Description of Historic Place
The North Caponiers, Building 82A & 82B, as an integral part of Fort Charlotte, are situated on Georges Island located in Halifax Harbour. Similar in design they are plain, single-storey buildings with walls of masonry and brick with an elongated rectangular plan and a steep gabled roof. The walls are pierced on both sides by musketry loopholes. The designation is confined to the footprint of the building.
The North Caponiers, Building 82A & 82B are a Recognized Federal Heritage Building because of their historical associations, and their architectural and environmental values.
The North Caponiers, Building 82A & 82B are a very good example of buildings associated with the defence of the Imperial naval station of Halifax against potential military incursions by the United States. The major upgrade of the Halifax defences, the subsequent local economic benefits and the resulting influx of personnel had a significant impact on the community of Halifax.

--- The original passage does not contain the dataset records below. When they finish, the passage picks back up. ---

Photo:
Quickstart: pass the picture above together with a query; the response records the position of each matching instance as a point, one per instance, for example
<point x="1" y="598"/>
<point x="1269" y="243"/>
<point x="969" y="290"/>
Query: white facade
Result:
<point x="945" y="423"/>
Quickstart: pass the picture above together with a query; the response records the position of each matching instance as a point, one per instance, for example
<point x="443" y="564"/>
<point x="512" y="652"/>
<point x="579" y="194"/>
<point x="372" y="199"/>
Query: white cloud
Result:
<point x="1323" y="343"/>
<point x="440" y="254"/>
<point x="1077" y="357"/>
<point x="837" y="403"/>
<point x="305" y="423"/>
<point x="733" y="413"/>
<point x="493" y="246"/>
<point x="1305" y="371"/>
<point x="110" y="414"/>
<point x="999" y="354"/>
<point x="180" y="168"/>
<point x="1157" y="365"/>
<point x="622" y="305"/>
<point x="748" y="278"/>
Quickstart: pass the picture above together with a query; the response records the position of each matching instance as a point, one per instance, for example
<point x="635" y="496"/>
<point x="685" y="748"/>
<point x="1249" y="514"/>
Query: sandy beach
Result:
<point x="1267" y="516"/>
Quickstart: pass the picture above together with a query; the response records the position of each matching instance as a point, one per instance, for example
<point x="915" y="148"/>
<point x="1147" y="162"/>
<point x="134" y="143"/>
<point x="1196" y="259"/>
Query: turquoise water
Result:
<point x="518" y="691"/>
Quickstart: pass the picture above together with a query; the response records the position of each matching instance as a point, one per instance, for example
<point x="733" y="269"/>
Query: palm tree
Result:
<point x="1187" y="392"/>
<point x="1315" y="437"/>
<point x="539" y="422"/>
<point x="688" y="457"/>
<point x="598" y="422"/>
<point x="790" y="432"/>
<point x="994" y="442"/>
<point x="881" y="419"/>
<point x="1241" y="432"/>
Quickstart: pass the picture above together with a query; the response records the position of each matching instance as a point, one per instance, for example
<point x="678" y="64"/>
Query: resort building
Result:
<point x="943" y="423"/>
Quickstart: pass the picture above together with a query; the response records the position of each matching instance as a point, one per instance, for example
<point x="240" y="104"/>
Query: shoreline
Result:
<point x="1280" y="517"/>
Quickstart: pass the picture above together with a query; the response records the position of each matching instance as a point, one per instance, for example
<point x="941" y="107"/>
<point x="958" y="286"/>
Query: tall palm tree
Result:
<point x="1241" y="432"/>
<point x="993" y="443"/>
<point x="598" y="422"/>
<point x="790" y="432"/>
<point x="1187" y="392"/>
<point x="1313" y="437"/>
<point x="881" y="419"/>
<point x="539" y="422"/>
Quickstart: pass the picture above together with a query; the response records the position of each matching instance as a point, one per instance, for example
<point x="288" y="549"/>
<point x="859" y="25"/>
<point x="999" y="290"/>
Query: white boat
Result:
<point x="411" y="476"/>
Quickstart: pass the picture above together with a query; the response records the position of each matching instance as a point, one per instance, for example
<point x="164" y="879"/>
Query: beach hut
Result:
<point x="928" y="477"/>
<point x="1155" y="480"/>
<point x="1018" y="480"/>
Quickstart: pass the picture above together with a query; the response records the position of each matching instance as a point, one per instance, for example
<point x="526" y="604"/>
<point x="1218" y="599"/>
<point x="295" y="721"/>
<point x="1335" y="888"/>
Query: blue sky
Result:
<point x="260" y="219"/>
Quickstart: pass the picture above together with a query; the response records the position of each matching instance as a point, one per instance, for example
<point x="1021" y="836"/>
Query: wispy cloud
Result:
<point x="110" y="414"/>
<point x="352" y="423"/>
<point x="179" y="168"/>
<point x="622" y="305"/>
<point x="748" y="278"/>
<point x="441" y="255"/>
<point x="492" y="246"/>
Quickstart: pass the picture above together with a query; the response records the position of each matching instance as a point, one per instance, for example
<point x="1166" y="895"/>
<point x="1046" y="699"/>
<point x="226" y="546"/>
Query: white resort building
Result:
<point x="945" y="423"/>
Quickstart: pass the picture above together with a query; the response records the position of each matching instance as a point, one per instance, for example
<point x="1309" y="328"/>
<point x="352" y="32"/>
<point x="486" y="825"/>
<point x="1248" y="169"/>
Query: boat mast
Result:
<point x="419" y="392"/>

The North Caponiers, Building 82A & 82B are good examples of specialized defence structures integral to a permanent fortification and display the prototypical characteristics of fighting caponiers from the era of smoothbore armaments. This functional defensive building exhibits very good craftsmanship and materials.

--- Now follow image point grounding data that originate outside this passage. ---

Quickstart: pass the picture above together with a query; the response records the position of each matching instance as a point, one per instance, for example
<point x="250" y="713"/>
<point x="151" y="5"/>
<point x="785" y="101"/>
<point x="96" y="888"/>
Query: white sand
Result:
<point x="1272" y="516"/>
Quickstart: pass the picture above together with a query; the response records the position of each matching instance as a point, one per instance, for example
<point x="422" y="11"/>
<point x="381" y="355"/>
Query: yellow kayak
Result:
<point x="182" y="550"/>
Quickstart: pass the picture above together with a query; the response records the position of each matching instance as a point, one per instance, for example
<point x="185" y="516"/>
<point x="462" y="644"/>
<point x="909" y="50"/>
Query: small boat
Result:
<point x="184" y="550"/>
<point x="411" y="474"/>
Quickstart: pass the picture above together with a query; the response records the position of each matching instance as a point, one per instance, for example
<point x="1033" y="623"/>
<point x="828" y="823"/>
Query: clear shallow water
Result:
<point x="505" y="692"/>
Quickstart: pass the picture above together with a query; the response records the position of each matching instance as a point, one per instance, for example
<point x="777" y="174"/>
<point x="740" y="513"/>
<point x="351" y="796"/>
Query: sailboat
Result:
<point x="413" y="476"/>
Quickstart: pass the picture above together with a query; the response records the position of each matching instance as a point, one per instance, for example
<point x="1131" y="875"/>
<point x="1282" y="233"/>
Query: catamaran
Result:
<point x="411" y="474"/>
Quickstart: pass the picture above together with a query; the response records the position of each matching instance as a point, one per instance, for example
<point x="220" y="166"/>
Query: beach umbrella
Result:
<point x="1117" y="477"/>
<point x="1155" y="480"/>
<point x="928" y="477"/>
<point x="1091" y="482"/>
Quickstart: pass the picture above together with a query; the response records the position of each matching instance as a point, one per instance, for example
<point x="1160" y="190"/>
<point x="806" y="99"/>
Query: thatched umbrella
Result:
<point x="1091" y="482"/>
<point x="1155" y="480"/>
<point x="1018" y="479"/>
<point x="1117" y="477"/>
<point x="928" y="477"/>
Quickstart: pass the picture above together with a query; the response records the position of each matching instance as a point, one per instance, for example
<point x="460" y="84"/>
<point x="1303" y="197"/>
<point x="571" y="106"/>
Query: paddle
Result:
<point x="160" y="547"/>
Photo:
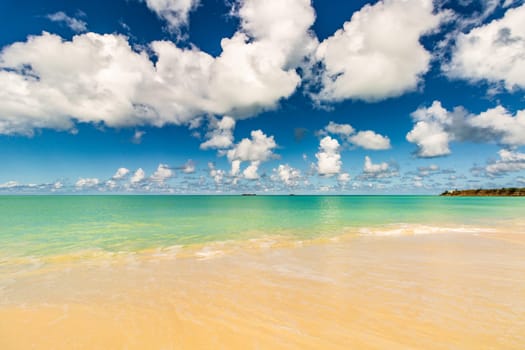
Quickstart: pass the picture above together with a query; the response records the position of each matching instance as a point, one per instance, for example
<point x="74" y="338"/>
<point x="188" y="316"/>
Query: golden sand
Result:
<point x="419" y="292"/>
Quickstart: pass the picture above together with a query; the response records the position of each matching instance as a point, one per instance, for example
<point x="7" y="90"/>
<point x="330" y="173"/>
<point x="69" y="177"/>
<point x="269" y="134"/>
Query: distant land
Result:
<point x="506" y="192"/>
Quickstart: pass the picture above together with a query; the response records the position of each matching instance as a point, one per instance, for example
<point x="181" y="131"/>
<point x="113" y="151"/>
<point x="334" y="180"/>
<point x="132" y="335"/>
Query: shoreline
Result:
<point x="418" y="291"/>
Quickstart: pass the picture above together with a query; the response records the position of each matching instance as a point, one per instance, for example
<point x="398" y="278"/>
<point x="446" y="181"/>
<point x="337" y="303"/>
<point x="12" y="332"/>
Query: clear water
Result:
<point x="51" y="225"/>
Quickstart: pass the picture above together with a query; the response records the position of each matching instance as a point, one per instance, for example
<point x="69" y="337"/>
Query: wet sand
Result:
<point x="438" y="291"/>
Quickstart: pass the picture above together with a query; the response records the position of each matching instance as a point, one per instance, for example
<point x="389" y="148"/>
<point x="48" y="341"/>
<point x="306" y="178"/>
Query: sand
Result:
<point x="439" y="291"/>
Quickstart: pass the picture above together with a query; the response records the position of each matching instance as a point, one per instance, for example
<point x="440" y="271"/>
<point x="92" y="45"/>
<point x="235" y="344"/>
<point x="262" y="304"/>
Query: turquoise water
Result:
<point x="49" y="225"/>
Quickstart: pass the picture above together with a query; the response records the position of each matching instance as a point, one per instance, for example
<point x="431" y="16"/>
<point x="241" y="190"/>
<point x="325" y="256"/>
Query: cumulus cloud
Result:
<point x="86" y="183"/>
<point x="137" y="136"/>
<point x="162" y="173"/>
<point x="250" y="173"/>
<point x="286" y="174"/>
<point x="118" y="86"/>
<point x="339" y="129"/>
<point x="216" y="174"/>
<point x="328" y="158"/>
<point x="138" y="176"/>
<point x="75" y="24"/>
<point x="221" y="134"/>
<point x="378" y="54"/>
<point x="344" y="178"/>
<point x="429" y="132"/>
<point x="257" y="149"/>
<point x="120" y="174"/>
<point x="370" y="140"/>
<point x="366" y="139"/>
<point x="174" y="12"/>
<point x="377" y="171"/>
<point x="509" y="161"/>
<point x="189" y="167"/>
<point x="494" y="52"/>
<point x="435" y="127"/>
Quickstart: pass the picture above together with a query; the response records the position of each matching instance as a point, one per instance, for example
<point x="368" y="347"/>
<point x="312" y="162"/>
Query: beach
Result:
<point x="390" y="286"/>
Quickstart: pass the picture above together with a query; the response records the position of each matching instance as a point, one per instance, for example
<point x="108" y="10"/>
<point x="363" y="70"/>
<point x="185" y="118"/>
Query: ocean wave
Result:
<point x="418" y="229"/>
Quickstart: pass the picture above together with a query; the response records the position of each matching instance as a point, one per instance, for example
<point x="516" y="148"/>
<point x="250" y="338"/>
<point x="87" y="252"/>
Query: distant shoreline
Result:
<point x="500" y="192"/>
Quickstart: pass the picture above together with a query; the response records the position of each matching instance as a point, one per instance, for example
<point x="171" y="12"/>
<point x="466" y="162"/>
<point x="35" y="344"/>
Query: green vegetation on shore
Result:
<point x="507" y="192"/>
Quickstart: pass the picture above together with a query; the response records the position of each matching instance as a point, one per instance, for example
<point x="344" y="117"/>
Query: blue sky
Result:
<point x="276" y="96"/>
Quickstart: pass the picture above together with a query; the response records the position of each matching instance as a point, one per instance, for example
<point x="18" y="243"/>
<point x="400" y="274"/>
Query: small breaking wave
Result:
<point x="418" y="229"/>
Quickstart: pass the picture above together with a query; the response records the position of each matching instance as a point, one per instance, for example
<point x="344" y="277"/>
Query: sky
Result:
<point x="262" y="96"/>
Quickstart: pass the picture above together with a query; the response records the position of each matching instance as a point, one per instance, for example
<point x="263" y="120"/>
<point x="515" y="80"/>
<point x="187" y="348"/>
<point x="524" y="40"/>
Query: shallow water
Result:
<point x="262" y="272"/>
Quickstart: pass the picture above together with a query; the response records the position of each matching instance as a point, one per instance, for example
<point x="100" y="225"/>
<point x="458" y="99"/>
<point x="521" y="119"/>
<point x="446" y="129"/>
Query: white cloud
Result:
<point x="174" y="12"/>
<point x="138" y="176"/>
<point x="436" y="127"/>
<point x="162" y="173"/>
<point x="509" y="162"/>
<point x="250" y="173"/>
<point x="221" y="134"/>
<point x="84" y="183"/>
<point x="120" y="87"/>
<point x="344" y="178"/>
<point x="377" y="171"/>
<point x="328" y="158"/>
<point x="216" y="174"/>
<point x="189" y="167"/>
<point x="137" y="136"/>
<point x="378" y="54"/>
<point x="287" y="174"/>
<point x="494" y="52"/>
<point x="9" y="184"/>
<point x="366" y="139"/>
<point x="259" y="148"/>
<point x="236" y="167"/>
<point x="429" y="132"/>
<point x="339" y="129"/>
<point x="120" y="174"/>
<point x="370" y="140"/>
<point x="75" y="24"/>
<point x="369" y="167"/>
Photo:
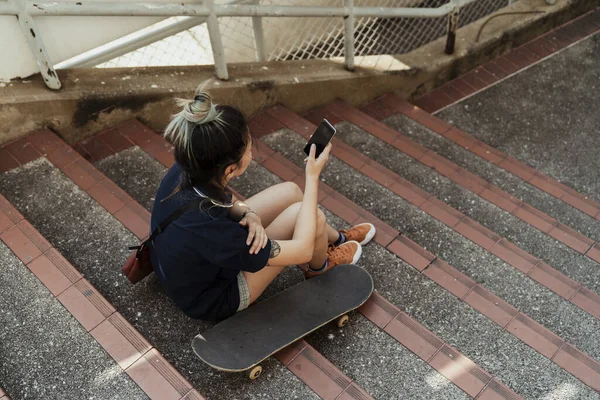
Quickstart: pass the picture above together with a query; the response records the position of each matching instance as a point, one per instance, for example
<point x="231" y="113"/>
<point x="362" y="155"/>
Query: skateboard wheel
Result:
<point x="342" y="321"/>
<point x="255" y="372"/>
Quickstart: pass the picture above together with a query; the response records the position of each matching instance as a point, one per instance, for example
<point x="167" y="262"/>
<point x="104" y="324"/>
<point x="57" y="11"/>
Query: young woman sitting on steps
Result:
<point x="218" y="259"/>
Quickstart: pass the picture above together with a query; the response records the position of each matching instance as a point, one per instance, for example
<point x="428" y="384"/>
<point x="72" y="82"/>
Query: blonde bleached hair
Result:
<point x="200" y="110"/>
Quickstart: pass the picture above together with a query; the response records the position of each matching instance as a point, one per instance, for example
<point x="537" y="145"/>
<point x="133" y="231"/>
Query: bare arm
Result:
<point x="299" y="249"/>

The North Caponiers, Building 82A & 82B are compatible with the present military character of the Georges Island National Historic Site setting.

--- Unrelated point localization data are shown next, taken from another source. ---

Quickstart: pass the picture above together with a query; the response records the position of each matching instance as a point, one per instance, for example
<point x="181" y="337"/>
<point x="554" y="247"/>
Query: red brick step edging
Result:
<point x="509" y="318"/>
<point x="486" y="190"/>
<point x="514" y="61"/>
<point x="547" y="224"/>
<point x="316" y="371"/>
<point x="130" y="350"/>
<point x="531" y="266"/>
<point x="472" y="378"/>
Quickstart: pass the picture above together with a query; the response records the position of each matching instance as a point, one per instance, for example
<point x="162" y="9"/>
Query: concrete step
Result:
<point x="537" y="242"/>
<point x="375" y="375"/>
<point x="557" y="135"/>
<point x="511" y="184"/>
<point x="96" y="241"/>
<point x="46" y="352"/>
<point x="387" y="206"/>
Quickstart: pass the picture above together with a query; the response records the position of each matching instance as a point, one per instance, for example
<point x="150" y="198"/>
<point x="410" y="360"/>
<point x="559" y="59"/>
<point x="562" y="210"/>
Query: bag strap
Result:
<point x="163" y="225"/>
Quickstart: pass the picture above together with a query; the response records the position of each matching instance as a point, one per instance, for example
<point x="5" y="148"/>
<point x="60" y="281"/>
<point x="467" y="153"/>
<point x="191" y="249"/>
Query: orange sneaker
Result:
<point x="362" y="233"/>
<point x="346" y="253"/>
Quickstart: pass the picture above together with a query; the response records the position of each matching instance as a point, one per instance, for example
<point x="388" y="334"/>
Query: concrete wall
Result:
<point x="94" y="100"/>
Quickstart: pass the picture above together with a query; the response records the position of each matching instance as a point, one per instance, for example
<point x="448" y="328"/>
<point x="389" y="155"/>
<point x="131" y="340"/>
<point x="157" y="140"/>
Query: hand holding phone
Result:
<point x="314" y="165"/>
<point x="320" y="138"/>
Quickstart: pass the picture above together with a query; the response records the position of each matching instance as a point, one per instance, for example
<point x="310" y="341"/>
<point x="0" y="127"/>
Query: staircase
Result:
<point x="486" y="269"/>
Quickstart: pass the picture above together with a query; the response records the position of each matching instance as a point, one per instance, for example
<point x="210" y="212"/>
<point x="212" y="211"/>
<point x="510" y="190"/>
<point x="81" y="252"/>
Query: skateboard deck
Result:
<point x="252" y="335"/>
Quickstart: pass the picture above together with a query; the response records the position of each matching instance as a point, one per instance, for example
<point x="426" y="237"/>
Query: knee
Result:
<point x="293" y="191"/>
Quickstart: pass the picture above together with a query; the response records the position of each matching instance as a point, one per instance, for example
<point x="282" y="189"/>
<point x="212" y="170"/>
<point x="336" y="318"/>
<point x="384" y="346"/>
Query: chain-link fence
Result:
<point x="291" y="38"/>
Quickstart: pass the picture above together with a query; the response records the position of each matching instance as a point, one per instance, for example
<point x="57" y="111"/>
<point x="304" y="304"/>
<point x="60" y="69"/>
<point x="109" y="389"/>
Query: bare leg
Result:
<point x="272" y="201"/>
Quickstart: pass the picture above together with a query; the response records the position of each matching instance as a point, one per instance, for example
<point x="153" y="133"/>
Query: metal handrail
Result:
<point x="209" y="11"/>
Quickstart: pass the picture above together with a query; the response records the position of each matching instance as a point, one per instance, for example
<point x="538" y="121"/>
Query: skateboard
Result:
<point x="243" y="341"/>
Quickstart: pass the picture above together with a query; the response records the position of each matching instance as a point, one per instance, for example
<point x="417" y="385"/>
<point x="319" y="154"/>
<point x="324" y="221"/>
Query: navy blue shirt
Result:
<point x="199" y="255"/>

Sources: Rhona Goodspeed, Georges Island, Halifax Defence Complex, Halifax, Nova Scotia, Volume Two, Federal Heritage Buildings Review Office Report 95-001; The Northwest and Northeast Caponiers (82a and 82b), Fort Charlotte, Georges Island, Halifax Defence Complex, Halifax, Nova Scotia Heritage Character Statement 95-001.
The following character-defining elements of the North Caponiers, Building 82A & 82B should be respected.
Their functional design and good quality materials, for example:
-the low profile, the steep gable roof and the elongated rectangular plan spanning the ditch between the high escarp and the lower escarp walls;
-the strengthened roof comprising a semi-circular profile brick vault of five rings built to form a steep pitch gable shape;
-the three foot (0.91 meters) thick ironstone rubble side brick walls with upper vertical musket loopholes along its length;
-the cut-granite stairwells sunk within the ground platform of the north battery;
-the northeast gallery entrance with a segmental arch over the doorway and a keystone, with quoined jambs that are rebated to support a heavy door;
-the northwest gallery entrance with segmental arch over the doorway of equal height and with quoined jambs that are rebated to support heavy a door;
-the internal features consisting of the inclined galleries connecting the open North Battery (on the landward face) to the caponiers, the casemated chambers within the escarp serving as shooting galleries and the main shooting gallery of the caponiers.
The manner in which the North Caponiers, Building 82A & 82B are compatible with the present military character of the setting within Georges Island National Historic Site as evidenced by:
-its specialized military design and materials that maintain a visual and physical relationship to the dry ditch, the escarp walls and the earthen counterscarp.